Pod koniec maja ZBP poinformował, że od początku bieżącego roku liczba spraw dotyczących kredytów mieszkaniowych we frankach wzrosła o ok. 12 tys. (w tym o prawie 3,1 tys. w kwietniu).
ZBP podał wtedy, że w prawomocnych wyrokach, które zapadły w 2021 roku w przypadku 61 proc. decyzja była dla banku niekorzystna, zaś w 39 proc. spraw bank wygrał.
Na kolejnej konferencji ZBP poda informacje o ankiecie, która dotyczy okresu po wyroku TSUE i po uchwale w składzie 7 sędziów Sądu Najwyższego.
Trybunał Sprawiedliwości Unii Europejskiej (TSUE) 29 kwietnia 2021 roku zajął stanowisko dotyczące kredytów we frankach zaciągniętych w Polsce. TSUE pozostawił polskim sądom decydowanie o niedozwolonych klauzulach.

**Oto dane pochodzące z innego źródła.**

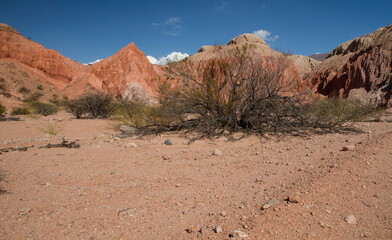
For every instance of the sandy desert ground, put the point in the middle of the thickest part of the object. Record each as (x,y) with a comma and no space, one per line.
(111,189)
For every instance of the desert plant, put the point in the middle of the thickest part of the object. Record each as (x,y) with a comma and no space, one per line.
(43,108)
(20,111)
(33,97)
(51,128)
(332,112)
(246,94)
(76,107)
(98,105)
(3,109)
(23,90)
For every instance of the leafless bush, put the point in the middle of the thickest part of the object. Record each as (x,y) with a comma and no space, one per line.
(241,94)
(97,105)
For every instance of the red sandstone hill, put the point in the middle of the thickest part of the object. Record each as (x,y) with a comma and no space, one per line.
(128,68)
(256,48)
(360,68)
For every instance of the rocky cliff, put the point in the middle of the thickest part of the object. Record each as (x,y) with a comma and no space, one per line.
(127,69)
(303,64)
(255,48)
(361,67)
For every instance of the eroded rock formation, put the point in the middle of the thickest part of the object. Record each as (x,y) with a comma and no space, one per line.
(361,67)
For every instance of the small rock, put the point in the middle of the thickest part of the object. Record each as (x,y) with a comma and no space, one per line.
(349,148)
(193,229)
(351,219)
(168,142)
(130,145)
(293,199)
(217,152)
(270,203)
(124,129)
(238,235)
(218,229)
(24,211)
(322,224)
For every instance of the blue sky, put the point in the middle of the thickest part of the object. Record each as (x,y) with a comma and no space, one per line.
(86,30)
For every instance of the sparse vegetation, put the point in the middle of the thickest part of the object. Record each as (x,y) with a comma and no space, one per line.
(23,90)
(97,105)
(52,128)
(76,107)
(20,111)
(249,95)
(3,109)
(334,112)
(3,85)
(33,97)
(43,108)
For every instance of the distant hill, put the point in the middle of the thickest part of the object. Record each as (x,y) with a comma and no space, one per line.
(359,68)
(319,56)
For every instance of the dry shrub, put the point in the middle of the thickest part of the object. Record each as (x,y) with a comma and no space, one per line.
(244,94)
(97,105)
(44,109)
(52,128)
(3,109)
(20,111)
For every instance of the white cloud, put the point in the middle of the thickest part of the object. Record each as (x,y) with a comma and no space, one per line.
(172,57)
(171,26)
(222,6)
(152,60)
(98,60)
(265,35)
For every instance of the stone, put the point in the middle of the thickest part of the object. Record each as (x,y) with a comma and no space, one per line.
(270,203)
(351,219)
(218,229)
(293,199)
(217,152)
(359,68)
(24,211)
(63,73)
(130,145)
(349,148)
(239,235)
(193,229)
(124,129)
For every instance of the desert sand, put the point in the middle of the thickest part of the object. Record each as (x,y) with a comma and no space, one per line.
(139,188)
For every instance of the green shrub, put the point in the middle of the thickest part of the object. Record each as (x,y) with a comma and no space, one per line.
(20,111)
(76,107)
(33,97)
(51,128)
(3,109)
(23,90)
(98,105)
(333,112)
(3,87)
(43,108)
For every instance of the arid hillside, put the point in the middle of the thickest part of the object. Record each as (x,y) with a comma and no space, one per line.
(360,67)
(116,75)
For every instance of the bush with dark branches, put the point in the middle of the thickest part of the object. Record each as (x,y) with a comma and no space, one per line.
(243,94)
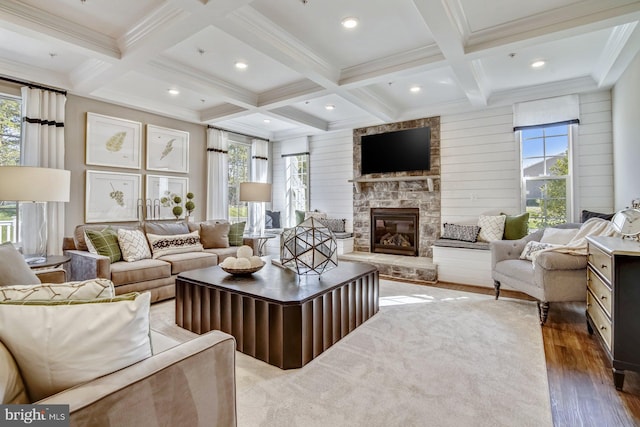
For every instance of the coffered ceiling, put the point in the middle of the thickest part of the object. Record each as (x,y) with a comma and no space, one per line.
(461,54)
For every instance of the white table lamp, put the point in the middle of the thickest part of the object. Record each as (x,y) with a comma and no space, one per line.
(256,193)
(39,186)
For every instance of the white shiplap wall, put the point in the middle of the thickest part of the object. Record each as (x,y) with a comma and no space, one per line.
(480,166)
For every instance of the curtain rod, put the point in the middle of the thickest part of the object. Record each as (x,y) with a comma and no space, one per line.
(237,133)
(33,85)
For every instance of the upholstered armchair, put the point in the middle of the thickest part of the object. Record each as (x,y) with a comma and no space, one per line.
(550,277)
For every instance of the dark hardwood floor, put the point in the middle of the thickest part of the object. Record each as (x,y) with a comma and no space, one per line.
(580,380)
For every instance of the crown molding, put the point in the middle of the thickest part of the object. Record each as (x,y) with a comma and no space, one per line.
(26,16)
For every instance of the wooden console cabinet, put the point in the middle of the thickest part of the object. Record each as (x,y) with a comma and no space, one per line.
(613,301)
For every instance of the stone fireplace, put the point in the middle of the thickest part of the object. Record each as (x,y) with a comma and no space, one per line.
(398,190)
(395,231)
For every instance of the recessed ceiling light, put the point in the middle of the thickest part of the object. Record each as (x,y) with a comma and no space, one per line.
(350,22)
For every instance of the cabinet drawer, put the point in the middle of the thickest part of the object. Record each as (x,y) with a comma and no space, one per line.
(600,261)
(600,320)
(600,290)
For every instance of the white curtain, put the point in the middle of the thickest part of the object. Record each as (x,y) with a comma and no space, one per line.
(217,174)
(43,146)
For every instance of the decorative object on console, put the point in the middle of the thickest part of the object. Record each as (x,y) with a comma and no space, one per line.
(309,248)
(256,193)
(627,223)
(39,186)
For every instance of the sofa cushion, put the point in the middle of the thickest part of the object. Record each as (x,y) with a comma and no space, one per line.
(235,233)
(466,233)
(12,390)
(533,247)
(14,270)
(190,261)
(174,244)
(214,235)
(105,243)
(58,345)
(123,272)
(516,226)
(491,227)
(133,245)
(87,289)
(166,228)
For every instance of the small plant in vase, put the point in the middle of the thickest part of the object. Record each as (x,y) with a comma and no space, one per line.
(189,205)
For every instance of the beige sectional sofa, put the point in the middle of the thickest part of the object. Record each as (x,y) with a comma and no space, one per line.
(156,275)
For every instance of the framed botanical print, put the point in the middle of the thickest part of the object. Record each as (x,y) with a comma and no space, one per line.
(113,142)
(167,149)
(160,192)
(112,196)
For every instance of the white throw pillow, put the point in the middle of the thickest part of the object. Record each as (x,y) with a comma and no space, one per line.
(174,244)
(133,244)
(491,227)
(558,236)
(532,248)
(12,389)
(82,290)
(58,345)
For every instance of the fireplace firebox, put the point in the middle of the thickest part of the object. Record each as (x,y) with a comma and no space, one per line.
(395,231)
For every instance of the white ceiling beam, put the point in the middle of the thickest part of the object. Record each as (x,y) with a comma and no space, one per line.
(449,39)
(32,21)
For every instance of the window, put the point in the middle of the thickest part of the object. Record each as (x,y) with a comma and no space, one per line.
(297,184)
(546,174)
(10,120)
(239,171)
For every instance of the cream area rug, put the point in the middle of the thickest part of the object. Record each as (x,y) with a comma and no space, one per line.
(429,357)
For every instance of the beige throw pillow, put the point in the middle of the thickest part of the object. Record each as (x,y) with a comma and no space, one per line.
(14,270)
(164,245)
(215,235)
(87,289)
(58,345)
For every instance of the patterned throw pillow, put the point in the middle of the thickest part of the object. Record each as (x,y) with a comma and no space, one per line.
(165,245)
(532,248)
(491,227)
(133,245)
(335,225)
(235,234)
(105,243)
(466,233)
(82,290)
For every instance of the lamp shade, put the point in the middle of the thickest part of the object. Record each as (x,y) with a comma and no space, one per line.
(255,192)
(627,222)
(33,184)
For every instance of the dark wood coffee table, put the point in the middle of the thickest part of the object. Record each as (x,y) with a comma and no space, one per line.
(275,315)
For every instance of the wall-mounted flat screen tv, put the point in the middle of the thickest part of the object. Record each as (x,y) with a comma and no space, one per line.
(398,151)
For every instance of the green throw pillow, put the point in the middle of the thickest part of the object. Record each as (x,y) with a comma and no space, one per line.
(106,243)
(235,234)
(516,226)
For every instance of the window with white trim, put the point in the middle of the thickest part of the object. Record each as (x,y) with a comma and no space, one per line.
(10,148)
(297,184)
(546,173)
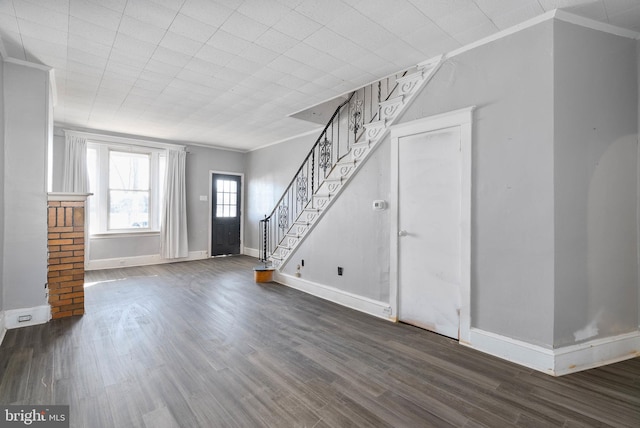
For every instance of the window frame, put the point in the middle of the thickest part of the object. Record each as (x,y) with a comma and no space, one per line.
(101,195)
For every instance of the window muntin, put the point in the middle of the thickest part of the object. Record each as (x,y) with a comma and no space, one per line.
(129,190)
(127,183)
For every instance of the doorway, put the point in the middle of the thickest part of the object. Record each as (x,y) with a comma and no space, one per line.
(226,214)
(431,244)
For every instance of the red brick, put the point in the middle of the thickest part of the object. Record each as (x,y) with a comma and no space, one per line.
(78,216)
(66,266)
(53,281)
(62,314)
(61,229)
(72,247)
(61,242)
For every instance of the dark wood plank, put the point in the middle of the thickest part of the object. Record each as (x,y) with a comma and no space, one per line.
(199,344)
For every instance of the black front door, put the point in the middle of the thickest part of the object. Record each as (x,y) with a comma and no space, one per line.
(225,214)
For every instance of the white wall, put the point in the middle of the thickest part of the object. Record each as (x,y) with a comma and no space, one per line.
(512,200)
(595,170)
(26,95)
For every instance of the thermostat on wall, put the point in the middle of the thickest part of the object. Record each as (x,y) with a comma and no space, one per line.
(379,205)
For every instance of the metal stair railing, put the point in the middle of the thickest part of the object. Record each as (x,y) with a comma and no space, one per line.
(342,131)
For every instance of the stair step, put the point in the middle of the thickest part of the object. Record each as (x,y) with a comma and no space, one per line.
(359,151)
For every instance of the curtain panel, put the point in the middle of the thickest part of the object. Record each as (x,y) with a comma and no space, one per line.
(173,230)
(75,178)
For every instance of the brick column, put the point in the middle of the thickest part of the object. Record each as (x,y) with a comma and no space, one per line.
(66,254)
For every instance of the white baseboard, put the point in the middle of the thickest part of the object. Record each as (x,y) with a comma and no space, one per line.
(253,252)
(3,328)
(353,301)
(559,361)
(152,259)
(39,315)
(596,353)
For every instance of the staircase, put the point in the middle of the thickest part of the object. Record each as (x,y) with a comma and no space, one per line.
(352,133)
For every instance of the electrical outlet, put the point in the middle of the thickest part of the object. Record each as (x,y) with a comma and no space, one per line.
(24,318)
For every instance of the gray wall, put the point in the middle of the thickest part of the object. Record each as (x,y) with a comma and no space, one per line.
(512,199)
(200,161)
(25,199)
(595,170)
(2,204)
(268,173)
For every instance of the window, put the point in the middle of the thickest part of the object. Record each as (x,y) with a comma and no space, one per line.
(226,198)
(127,184)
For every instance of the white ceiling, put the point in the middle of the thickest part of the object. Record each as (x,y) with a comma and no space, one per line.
(229,72)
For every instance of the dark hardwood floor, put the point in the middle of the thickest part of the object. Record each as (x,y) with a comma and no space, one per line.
(199,344)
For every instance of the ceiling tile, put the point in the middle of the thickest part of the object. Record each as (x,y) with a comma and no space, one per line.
(259,54)
(267,13)
(437,9)
(116,5)
(297,25)
(207,11)
(201,66)
(180,43)
(88,45)
(214,55)
(244,27)
(141,30)
(91,31)
(192,28)
(513,17)
(618,7)
(36,46)
(276,41)
(38,31)
(228,42)
(170,4)
(8,23)
(170,57)
(463,20)
(629,19)
(133,46)
(95,14)
(149,12)
(475,33)
(323,12)
(34,13)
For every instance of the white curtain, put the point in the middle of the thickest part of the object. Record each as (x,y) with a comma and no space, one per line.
(75,178)
(173,229)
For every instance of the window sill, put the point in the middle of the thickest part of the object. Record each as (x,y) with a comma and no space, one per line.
(127,234)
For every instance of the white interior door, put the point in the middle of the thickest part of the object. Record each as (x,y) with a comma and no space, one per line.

W czerwcu pisaliśmy, że zarówno część banków, jak i frankowiczów na razie wstrzymuje się z zawieraniem ugód. Wszyscy czekają na orzeczenie Sądu Najwyższego, które ma rozstrzygnąć wiele wątpliwości.
Jak mówi wtedy w rozmowie z PAP prezes Związku Banków Polskich Tadeusz Białek, procesy ugodowe na szerszą skalę będą mogły zostać uruchomione dopiero po tym, jak cała Izba Cywilna Sądu Najwyższego wypowie się w sprawie kredytów frankowych.
W maju posiedzenie składu pełnej Izby Cywilnej Sądu Najwyższego w sprawie kredytów frankowych nie podjęło żadnej decyzji. Izba zwróciła się wówczas o stanowiska między innymi do NBP, KNF i Rzecznika Finansowego.